Activation functions are the non-linear decision gates inside neural networks that determine whether a neuron should fire. Without them, stacking layers would collapse into a single linear transformation, making deep networks useless. The choice of activation function directly impacts training stability, gradient flow, and whether your loss explodes to NaN.

Imagine your brain deciding whether to feel excited about something — a tiny stimulus barely registers, but a loud noise makes you jump.

Sigmoid and Tanh, once standard, suffer from vanishing gradients in deep networks — outputs saturate near 0 or 1, killing gradient updates and often causing NaN loss when combined with certain loss functions or weight initializations. ReLU (Rectified Linear Unit) largely replaced them in hidden layers because its gradient is 1 for positive inputs, avoiding saturation and enabling faster, more stable training.

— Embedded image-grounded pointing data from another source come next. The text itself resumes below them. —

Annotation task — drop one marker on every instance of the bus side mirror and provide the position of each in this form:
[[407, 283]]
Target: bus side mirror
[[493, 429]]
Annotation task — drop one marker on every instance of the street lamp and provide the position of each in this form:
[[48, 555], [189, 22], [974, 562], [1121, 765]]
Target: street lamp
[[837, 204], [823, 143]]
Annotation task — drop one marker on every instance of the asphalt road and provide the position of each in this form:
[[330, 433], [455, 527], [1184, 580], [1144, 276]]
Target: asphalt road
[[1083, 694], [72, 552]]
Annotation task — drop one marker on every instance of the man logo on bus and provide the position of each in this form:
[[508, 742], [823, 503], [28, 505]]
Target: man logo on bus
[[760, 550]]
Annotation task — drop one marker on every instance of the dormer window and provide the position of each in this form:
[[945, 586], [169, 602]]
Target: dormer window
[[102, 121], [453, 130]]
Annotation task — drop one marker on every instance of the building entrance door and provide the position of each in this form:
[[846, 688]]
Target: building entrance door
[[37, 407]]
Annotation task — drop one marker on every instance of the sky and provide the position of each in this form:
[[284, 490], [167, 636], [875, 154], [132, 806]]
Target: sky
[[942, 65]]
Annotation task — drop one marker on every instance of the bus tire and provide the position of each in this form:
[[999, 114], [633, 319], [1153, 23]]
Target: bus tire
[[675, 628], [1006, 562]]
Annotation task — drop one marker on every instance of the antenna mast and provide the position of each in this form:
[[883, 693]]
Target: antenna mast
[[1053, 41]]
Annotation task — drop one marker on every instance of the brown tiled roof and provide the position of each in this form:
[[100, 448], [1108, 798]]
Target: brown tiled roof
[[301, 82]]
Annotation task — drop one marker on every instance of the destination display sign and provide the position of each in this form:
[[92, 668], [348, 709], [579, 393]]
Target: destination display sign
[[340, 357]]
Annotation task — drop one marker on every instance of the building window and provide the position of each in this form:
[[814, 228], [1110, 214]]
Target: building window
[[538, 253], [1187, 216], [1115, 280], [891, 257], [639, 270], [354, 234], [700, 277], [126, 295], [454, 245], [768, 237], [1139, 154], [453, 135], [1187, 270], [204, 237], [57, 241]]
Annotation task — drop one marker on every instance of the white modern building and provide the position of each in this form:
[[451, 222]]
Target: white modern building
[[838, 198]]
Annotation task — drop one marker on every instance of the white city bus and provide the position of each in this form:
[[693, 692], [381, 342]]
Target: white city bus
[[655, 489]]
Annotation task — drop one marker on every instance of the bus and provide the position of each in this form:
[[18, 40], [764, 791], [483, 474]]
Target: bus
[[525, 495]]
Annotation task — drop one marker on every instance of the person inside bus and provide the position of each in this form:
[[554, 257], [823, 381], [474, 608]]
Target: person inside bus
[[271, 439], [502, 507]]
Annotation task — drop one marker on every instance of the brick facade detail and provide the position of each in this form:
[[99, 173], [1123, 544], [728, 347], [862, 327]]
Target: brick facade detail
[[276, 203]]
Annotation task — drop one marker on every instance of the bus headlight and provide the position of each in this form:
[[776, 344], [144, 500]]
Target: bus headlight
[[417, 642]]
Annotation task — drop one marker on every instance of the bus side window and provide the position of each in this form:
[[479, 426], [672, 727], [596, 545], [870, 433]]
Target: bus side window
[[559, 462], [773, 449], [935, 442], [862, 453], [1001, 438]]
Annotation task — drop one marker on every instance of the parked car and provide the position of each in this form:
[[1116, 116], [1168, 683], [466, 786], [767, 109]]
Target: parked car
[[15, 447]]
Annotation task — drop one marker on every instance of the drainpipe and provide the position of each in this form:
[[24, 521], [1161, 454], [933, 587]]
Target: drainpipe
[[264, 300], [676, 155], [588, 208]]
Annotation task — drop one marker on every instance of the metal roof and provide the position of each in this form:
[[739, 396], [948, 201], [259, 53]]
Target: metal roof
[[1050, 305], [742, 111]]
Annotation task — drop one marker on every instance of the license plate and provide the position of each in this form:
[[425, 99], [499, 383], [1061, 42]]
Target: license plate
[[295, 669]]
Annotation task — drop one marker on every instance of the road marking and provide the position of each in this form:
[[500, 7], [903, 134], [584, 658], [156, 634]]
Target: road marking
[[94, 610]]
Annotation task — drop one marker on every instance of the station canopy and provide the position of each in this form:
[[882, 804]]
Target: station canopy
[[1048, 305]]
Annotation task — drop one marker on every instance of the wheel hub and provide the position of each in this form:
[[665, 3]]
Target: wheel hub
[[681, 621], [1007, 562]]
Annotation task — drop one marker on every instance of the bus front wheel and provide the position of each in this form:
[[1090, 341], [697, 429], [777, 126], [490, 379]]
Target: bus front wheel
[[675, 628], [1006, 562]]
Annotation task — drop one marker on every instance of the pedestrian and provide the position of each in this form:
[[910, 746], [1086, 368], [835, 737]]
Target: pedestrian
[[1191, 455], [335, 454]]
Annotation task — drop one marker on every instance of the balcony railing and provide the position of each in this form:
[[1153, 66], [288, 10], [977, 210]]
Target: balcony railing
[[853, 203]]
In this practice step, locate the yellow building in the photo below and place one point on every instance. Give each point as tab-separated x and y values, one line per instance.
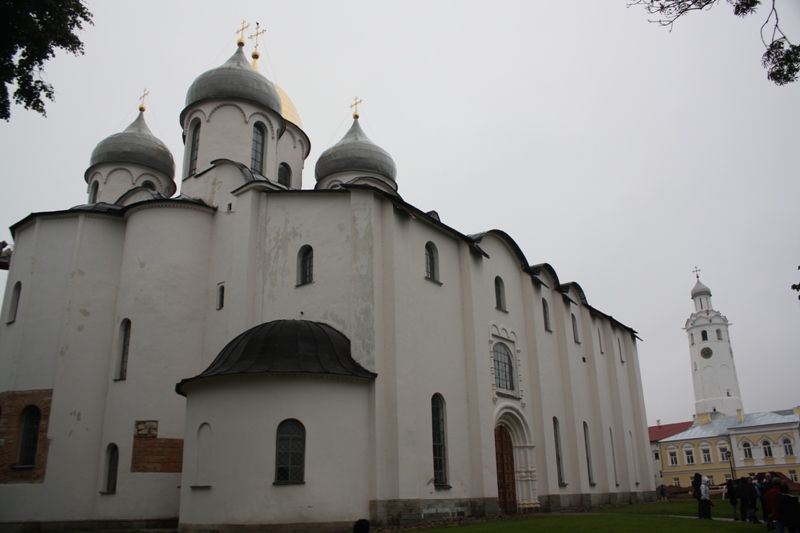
723	442
728	447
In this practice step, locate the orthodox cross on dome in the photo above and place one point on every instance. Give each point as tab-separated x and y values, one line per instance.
240	31
141	98
354	106
258	32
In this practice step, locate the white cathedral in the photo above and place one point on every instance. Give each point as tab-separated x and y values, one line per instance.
252	354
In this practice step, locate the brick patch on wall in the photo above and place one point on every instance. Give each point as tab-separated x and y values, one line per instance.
12	405
151	454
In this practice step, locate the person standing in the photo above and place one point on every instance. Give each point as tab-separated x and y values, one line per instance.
733	496
705	499
771	502
697	482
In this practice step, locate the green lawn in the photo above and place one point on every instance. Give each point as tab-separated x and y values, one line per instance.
604	523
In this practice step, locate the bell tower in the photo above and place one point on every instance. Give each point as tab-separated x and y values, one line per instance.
716	386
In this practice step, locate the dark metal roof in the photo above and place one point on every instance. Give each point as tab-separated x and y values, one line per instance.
137	145
236	78
355	152
285	347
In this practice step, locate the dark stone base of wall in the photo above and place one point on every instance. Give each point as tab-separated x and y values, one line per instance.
314	527
404	512
558	502
86	525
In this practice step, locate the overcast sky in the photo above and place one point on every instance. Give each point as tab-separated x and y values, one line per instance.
620	153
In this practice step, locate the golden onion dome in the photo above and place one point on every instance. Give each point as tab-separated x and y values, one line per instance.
288	110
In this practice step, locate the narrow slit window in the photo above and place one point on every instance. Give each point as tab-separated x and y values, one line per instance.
13	305
30	436
499	293
112	467
284	175
125	344
257	155
546	315
220	296
290	453
305	265
439	440
193	149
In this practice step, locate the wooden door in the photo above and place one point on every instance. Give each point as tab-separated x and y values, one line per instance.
504	455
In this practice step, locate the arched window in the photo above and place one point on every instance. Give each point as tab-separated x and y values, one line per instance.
546	315
93	192
748	451
575	336
203	455
431	262
290	452
220	296
112	467
305	265
503	367
31	417
439	441
13	305
284	174
767	447
257	155
193	149
499	294
124	347
559	463
588	447
788	449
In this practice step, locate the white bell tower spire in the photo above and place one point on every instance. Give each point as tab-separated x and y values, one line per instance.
716	386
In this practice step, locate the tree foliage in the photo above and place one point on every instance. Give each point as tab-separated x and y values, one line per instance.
30	33
781	58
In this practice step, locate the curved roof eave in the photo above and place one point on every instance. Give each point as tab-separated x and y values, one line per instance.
565	287
548	269
511	243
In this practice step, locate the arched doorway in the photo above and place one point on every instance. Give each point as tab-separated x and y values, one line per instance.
506	484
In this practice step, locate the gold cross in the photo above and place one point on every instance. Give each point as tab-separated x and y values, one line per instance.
144	94
240	31
256	34
354	106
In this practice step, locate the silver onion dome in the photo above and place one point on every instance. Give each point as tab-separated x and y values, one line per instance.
136	144
236	78
355	152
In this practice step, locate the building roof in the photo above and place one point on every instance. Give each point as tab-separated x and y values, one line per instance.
136	144
725	424
235	78
356	152
298	347
660	431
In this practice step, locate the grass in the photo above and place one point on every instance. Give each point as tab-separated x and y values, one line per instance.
604	523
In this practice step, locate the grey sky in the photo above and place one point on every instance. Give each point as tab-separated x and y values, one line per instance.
621	154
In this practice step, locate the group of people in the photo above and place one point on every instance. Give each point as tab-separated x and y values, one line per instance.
779	509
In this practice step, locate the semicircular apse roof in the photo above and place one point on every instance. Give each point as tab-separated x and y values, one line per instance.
285	347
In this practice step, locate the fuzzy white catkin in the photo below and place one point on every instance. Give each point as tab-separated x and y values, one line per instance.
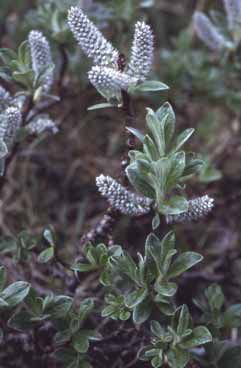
41	124
141	52
110	82
233	11
197	208
208	33
121	199
41	57
5	98
91	40
10	122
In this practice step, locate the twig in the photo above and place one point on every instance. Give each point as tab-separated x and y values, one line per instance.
28	107
104	226
63	68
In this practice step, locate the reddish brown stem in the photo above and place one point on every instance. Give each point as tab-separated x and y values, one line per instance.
103	228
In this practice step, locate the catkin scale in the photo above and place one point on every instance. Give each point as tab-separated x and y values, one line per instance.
91	40
110	82
122	199
197	208
10	122
141	52
41	57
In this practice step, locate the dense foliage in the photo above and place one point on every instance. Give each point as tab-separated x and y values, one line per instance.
81	103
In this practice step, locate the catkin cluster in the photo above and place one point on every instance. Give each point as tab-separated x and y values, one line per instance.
212	35
197	208
41	59
122	199
105	75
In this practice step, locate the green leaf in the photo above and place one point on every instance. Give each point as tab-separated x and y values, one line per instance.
86	307
15	293
156	130
81	340
166	115
3	303
175	206
139	180
150	148
232	316
149	86
200	336
156	329
182	139
3	277
62	337
65	355
59	306
83	267
7	55
100	106
21	321
231	358
183	321
183	263
34	302
178	358
142	311
215	297
46	255
167	289
135	298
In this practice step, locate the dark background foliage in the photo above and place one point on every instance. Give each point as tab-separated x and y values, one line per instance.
52	179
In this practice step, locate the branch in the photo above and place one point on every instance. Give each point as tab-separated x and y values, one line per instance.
104	226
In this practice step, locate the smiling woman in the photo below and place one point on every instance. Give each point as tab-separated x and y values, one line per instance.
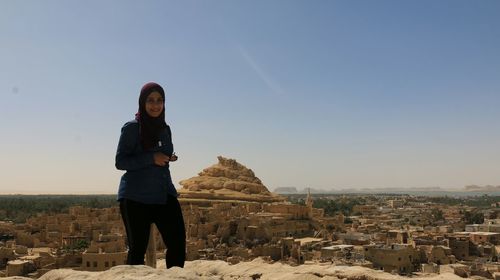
146	193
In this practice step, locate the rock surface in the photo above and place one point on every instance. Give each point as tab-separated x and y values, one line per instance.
256	269
227	180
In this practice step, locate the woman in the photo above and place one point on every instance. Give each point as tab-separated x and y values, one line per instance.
146	193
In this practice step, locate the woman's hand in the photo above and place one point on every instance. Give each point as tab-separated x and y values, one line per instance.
160	159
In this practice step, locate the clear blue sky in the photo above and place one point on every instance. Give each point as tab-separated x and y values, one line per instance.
322	94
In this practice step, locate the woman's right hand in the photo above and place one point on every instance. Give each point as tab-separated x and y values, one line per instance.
160	159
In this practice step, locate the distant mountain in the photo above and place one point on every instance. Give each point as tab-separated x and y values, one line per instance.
487	188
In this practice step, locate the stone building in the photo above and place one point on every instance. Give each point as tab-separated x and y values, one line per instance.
402	259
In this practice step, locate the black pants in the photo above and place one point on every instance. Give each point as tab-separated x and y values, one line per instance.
138	217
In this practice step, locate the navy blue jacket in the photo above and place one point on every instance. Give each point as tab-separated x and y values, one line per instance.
144	181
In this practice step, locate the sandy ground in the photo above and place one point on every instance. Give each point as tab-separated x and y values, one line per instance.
256	269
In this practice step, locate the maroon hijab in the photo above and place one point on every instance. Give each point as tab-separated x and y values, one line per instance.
150	127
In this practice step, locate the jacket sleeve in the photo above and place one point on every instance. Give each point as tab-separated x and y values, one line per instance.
125	158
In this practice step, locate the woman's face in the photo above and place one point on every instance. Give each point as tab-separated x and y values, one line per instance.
154	104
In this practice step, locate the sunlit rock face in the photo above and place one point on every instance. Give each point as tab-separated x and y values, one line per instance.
227	180
256	269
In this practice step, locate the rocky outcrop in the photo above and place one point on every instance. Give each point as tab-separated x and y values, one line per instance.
227	180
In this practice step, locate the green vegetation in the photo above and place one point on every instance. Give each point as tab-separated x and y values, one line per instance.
332	205
483	201
18	208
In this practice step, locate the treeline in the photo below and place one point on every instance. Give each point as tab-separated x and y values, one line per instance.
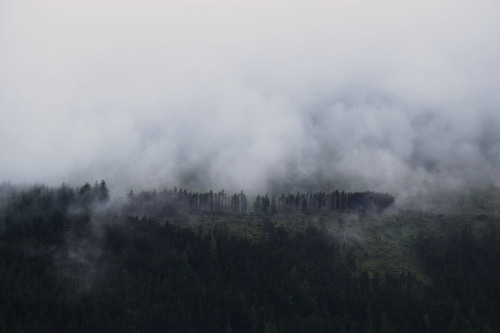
177	201
174	201
64	269
358	202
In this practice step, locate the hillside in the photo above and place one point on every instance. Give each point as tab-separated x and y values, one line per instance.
72	260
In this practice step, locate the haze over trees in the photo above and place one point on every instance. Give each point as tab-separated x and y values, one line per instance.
72	261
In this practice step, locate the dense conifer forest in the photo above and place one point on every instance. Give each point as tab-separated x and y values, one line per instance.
72	260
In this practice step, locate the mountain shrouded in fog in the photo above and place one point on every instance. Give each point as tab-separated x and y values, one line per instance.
380	95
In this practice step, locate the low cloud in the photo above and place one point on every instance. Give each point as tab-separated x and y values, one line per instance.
377	96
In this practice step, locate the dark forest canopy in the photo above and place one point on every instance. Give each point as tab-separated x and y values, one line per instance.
68	265
172	201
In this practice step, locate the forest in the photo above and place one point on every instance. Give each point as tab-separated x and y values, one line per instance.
175	201
71	260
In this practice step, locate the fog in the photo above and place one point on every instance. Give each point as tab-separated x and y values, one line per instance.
255	95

Softmax is a different beast: it's used exclusively in the output layer for multi-class classification, converting raw logits into a probability distribution that sums to 1. It's not an alternative to ReLU — it solves a different problem. If you're hitting NaN loss, the first suspect is often a sigmoid hidden layer paired with a loss like cross-entropy, especially with poor initialization or unnormalized inputs.

ReLU or its variants (Leaky ReLU, ELU) are the standard fix for hidden layers, while Softmax remains the go-to for probabilistic outputs.

Plain-English First

Imagine your brain deciding whether to feel excited about something — a tiny stimulus barely registers, but a loud noise makes you jump. Activation functions are that decision-maker inside every artificial neuron. They take in a raw number and decide: 'Is this signal strong enough to pass forward, and if so, how strongly?' Without them, your entire neural network is just a fancy calculator doing basic multiplication — it can't learn curves, patterns, or anything complex. They're the on/off switches (and everything in between) that give neural networks their power.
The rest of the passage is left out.